As far as I know, there's only one Mach III version, the current one.
You can order this from Homann Design in Melbourne. 
You can install the license on your computer and get familiar with it's operation without having the CNC controller connected to the parallel port.


----------



## bingaom (Oct 30, 2013)

Thanks Geoff


----------



## geoff_s (Apr 14, 2012)

Mach 3 is fully functional without a license file, it's just restricted as to how many lines of g-code you can run so for testing, you don't need the license file.


----------



## bgriggs (Nov 26, 2008)

bingaom,

There may be some videos that help you on my site. Let me know if you have a specific Mach3 question.

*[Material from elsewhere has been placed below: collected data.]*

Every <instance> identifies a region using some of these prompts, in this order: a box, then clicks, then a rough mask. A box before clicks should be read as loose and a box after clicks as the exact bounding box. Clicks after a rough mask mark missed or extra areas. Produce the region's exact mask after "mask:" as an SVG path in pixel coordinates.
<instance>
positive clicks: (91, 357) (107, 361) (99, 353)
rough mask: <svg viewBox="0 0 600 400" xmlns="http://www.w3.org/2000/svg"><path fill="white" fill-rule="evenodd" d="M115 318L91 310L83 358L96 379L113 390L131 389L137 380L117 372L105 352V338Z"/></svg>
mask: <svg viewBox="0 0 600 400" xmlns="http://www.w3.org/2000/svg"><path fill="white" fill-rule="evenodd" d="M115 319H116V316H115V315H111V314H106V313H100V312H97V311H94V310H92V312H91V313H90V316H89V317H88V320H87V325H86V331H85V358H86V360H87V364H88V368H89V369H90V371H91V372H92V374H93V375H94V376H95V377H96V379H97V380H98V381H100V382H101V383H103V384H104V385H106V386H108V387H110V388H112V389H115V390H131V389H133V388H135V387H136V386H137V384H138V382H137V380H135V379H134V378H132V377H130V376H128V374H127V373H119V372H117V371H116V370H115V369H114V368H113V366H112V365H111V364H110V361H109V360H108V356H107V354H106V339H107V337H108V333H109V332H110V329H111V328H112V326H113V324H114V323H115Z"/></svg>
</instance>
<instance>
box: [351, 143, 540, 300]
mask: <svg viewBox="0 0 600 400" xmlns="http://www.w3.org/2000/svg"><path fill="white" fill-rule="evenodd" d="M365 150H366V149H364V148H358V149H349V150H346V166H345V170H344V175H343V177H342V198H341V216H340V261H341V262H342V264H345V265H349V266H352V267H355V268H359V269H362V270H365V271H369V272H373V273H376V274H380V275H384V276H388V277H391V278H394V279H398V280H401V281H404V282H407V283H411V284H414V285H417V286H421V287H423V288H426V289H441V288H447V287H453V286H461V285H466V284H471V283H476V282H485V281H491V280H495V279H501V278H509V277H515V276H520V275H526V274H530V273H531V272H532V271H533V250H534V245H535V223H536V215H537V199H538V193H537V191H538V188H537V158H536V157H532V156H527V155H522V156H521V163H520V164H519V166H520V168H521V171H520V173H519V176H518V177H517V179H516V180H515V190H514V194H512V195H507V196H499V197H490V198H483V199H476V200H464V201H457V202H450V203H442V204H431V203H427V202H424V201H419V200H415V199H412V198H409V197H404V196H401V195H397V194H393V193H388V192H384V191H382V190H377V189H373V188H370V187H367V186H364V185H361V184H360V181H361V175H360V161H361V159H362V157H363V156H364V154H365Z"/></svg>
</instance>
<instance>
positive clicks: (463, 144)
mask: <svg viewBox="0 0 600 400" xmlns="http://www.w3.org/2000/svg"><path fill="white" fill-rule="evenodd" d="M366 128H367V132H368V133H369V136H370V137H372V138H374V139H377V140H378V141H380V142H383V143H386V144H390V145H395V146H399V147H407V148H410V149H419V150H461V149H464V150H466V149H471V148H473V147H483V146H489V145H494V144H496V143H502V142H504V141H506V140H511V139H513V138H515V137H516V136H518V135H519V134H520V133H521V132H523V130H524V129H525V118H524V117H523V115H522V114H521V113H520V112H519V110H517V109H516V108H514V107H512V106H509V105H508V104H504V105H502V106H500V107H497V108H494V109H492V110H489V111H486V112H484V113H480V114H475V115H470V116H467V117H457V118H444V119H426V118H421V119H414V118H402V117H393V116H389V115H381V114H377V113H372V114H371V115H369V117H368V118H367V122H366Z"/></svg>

Tutorials - THE MAKERS GUIDE

Bill


----------



## bingaom (Oct 30, 2013)

*mach3 installation*

hello, thanks for yr replay,
I got question. I got my New cncrouter 6040. which software is easy to use.
which does make program as per created or transfer file/drawing ?
because i totally new to cnc. Is Mach3 hard to learn and setup too?
what yr opnion on other software like Kcam or ohter.
please advice me.
thanks


----------



## geoff_s (Apr 14, 2012)

I assume you mean which software can be used to create a model and generate g-code for it?

Have a look at the various offerings from Vectric. Not cheap but well worth the money they charge.


----------



## bingaom (Oct 30, 2013)

*Mach3setup*



geoff_s said:


> Mach 3 is fully functional without a license file, it's just restricted as to how many lines of g-code you can run so for testing, you don't need the license file.


Thanks for yr info. I am going to download free version of mach3 for my cnc router6040 Sz.
Anybody knows what exactly values I need to enter I.e;port and pins. In machine manual not clear. 
Any info appreciate. Thanks 
ug ; Sydney Australia.


----------